Washington County is facing a federal lawsuit from a recycling company that wants to operate in unincorporated rural areas.
Ridwell filed the lawsuit against the county on Friday, saying the county is going against state law by not allowing the company to operate. The lawsuit came just a day after county officials announced plans to expand their own recycling program.
In the same announcement, officials said the board of commissioners might temporarily change the county’s rules to allow private businesses like Ridwell to collect recyclables from homes and businesses “until the new program is in place.” Commissioners are expected to make a decision at their next meeting on Tuesday.
Ridwell’s complaint says the county barred its services because the company “charges a fee for its service and would thus pose a challenge to the Waste Haulers’ perceived economic interests.” The company argues the county is violating state law by not allowing it to provide a service that goes beyond franchise agreements with hauling companies that collect recyclables in curbside bins.
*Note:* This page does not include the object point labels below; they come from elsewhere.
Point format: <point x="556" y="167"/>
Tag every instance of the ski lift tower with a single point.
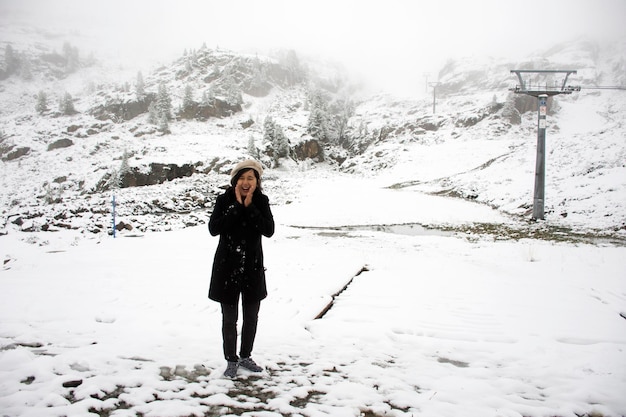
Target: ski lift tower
<point x="542" y="92"/>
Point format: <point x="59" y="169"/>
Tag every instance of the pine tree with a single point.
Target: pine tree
<point x="11" y="60"/>
<point x="140" y="87"/>
<point x="268" y="129"/>
<point x="163" y="126"/>
<point x="319" y="118"/>
<point x="164" y="103"/>
<point x="71" y="57"/>
<point x="187" y="98"/>
<point x="252" y="149"/>
<point x="26" y="69"/>
<point x="153" y="116"/>
<point x="42" y="102"/>
<point x="208" y="97"/>
<point x="66" y="105"/>
<point x="281" y="143"/>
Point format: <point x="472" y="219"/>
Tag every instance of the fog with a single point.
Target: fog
<point x="395" y="44"/>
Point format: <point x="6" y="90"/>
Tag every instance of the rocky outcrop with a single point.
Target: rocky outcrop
<point x="158" y="174"/>
<point x="309" y="149"/>
<point x="61" y="143"/>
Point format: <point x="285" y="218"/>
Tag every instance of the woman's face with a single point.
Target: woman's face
<point x="247" y="182"/>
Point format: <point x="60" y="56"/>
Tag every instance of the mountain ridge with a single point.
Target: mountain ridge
<point x="69" y="161"/>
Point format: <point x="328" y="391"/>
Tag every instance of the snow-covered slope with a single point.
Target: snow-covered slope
<point x="472" y="147"/>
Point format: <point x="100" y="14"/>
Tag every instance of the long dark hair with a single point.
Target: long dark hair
<point x="233" y="180"/>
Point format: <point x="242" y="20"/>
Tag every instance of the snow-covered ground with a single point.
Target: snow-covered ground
<point x="430" y="324"/>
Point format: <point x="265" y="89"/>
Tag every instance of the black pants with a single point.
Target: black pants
<point x="248" y="330"/>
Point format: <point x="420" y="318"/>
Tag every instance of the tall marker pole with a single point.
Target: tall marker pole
<point x="540" y="167"/>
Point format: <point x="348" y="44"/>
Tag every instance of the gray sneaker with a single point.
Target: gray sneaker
<point x="231" y="369"/>
<point x="250" y="365"/>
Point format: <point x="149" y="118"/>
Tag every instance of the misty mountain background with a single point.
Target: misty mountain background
<point x="77" y="129"/>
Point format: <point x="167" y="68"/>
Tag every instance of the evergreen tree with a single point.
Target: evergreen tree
<point x="208" y="97"/>
<point x="164" y="102"/>
<point x="153" y="115"/>
<point x="232" y="92"/>
<point x="66" y="104"/>
<point x="187" y="98"/>
<point x="26" y="69"/>
<point x="11" y="60"/>
<point x="319" y="118"/>
<point x="163" y="125"/>
<point x="268" y="129"/>
<point x="140" y="87"/>
<point x="71" y="57"/>
<point x="281" y="143"/>
<point x="42" y="102"/>
<point x="252" y="149"/>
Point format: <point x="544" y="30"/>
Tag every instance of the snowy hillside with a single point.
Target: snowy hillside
<point x="61" y="170"/>
<point x="404" y="277"/>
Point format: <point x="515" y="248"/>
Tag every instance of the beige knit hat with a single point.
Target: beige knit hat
<point x="248" y="163"/>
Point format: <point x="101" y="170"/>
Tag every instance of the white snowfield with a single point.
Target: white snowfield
<point x="429" y="325"/>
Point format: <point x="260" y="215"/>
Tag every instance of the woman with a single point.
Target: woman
<point x="241" y="216"/>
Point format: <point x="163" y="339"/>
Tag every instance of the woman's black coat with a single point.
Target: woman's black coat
<point x="238" y="264"/>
“What we’re asking the court to take a look at is whether these local jurisdictions can read that monopoly contract that they’re giving to the garbage haulers to exclude anybody from providing services that the garbage haulers aren’t even providing,” Ridwell spokesperson Caleb Weaver said. “We believe that there needs to be some innovation in this space, and the people who come up with new ideas about how we can help reduce the amount of waste going into the landfill should be given an opportunity to provide that service.”
Ridwell is a Seattle-based company that offers a subscription recycling service for things that are generally not accepted by curbside haulers, including batteries, light bulbs, and tattered fabric. Pricing depends on the location and subscription plan; if you’re in Portland, it could range between $12 and $16 a month.
A Washington County code forbids anyone to collect waste for profit within unincorporated areas — that is, outside cities’ jurisdictions. Ridwell applied for an exemption last May, but a volunteer advisory committee denied it. Committee members questioned the company’s transparency in how it handled materials and its employment practices. They also weren’t sure if an “unregulated solid waste collection” service aligned with the county’s waste plan, according to the county’s website.
At the same meeting, an association representing Oregon garbage hauling companies proposed expanding the county’s recycling program. The new program would collect hard-to-recycle materials from residential customers. It would be an ancillary service, so customers would pay an additional fee for the pickup.
Fees would range between $5 and $7 per pickup, depending on volume. The service charge would include a fee paid to Washington County.
The Washington County advisory committee called on Ridwell to cease operating in the county’s unincorporated areas by Jan. 15, 2022. The company had about 1,600 customers in the county at the time, according to Ridwell’s legal complaint.
This isn’t the first time the company has faced conflict with local governments and hauling companies. Clackamas County is also considering expanding its recycling program to accept more materials after finding Ridwell’s service doesn’t comply with county codes. In December, Willamette Week reported that hauling companies are extensively lobbying local politicians and government staffers to stop Ridwell from operating in their service areas.